In yet another sign of how far it has fallen, Nokia is considering selling its corporate headquarters in Espoo, Finland, to cut costs.
The Finnish handset maker is looking to shed "non-core assets" as part of a corporate restructuring, and among those assets are real estate holdings, including its headquarters, Reuters reported on Wednesday. The Espoo headquarters is said to be valued between 200 million and 300 million euros, or $259 million to $388 million U.S.
Nokia announced in June that it would ax 10,000 jobs by the end of 2013 in an effort to cut costs and turn the company around. That helped prompt all three major credit rating agencies to downgrade Nokia to "junk" status.
In July, Nokia closed its last manufacturing plant in Finland as part of its ongoing efforts to cut overhead at the company. The factory in Salo joined facilities in Burnaby, Canada, and Ulm, Germany, on the chopping block.

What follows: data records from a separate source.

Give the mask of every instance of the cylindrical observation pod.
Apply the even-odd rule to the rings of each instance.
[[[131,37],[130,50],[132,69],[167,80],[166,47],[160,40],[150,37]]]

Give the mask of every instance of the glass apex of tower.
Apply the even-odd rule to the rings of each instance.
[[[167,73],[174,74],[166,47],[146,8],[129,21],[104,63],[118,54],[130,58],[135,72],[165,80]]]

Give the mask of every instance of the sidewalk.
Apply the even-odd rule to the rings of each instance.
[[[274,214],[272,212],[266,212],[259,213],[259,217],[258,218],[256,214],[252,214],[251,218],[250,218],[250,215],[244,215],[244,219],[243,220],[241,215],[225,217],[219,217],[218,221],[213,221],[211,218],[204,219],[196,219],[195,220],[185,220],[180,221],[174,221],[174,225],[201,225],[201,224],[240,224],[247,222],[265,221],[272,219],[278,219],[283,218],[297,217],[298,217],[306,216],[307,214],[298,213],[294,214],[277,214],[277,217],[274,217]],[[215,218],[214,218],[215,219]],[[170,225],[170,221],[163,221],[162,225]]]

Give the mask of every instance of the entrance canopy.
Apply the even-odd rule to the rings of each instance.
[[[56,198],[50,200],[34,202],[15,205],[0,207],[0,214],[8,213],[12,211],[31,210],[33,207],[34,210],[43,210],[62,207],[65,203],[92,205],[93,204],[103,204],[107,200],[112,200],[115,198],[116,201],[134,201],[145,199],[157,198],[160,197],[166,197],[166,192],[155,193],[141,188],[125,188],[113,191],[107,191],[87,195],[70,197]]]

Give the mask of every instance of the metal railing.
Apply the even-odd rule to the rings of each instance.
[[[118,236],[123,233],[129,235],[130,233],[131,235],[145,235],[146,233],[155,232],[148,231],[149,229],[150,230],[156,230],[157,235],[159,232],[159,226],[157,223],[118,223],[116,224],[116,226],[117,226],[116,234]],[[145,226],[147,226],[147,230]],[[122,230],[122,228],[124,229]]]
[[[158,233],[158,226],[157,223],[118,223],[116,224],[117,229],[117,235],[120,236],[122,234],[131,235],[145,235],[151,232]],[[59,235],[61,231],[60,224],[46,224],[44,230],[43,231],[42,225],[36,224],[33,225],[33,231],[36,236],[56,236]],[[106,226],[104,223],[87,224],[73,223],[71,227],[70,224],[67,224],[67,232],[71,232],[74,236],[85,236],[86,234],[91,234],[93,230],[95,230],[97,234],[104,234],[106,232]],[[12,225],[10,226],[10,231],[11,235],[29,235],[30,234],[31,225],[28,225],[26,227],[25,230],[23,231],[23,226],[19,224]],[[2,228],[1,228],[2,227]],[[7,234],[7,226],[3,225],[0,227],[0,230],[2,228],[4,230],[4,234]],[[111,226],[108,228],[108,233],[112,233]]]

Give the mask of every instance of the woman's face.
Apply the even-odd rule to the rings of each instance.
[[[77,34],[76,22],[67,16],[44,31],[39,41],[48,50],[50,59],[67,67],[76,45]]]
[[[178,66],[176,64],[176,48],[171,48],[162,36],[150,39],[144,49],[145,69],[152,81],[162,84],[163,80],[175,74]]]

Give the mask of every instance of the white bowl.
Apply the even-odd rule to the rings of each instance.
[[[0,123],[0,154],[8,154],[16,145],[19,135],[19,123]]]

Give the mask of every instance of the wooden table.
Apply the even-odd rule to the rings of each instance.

The "Nokia House" headquarters in Epsoo, Finland, via Wikipedia.
Once a market-leader in smartphone sales, Nokia's share has dwindled as Apple's iOS and Google's Android continue to capture a growing share of the global market. Shipments of handsets running Nokia's defunct Symbian operating system dropped some 60 percent in the first quarter of 2012 and overall sales continue to struggle as the company moves to Microsoft's Windows Phone platform.
Nokia hopes it will be able to fight back later this year with new handsets, including the Lumia 920, based on Microsoft's latest Windows Phone 8 platform. This week, Nokia released a new commercial that criticized a lack of color variety with the iPhone 5, which only comes in black and white.
32 Comments
Yet they have money to spend for silly ad's. I guess there is not much hope for the mobile phone branch of the rubber-boot manufacturer.
This 45 degree imagery from Google sure is…
…great. *cough*
This 45 degree imagery from Google sure is…
…great. *cough*
I don't understand what you meant. . .
As I have previously stated, Apple should offer to purchase Navteq. Such a negotiation could include perpetual, non-exclusive worldwide rights to offer Apple Maps on Nokia products.
Mark this day: Nokia will be gone in 5 years. It will be bought, dismantled, and the brand will lives on either as part of Microsoft, or bought by a Chinese mobile phone manufacturer.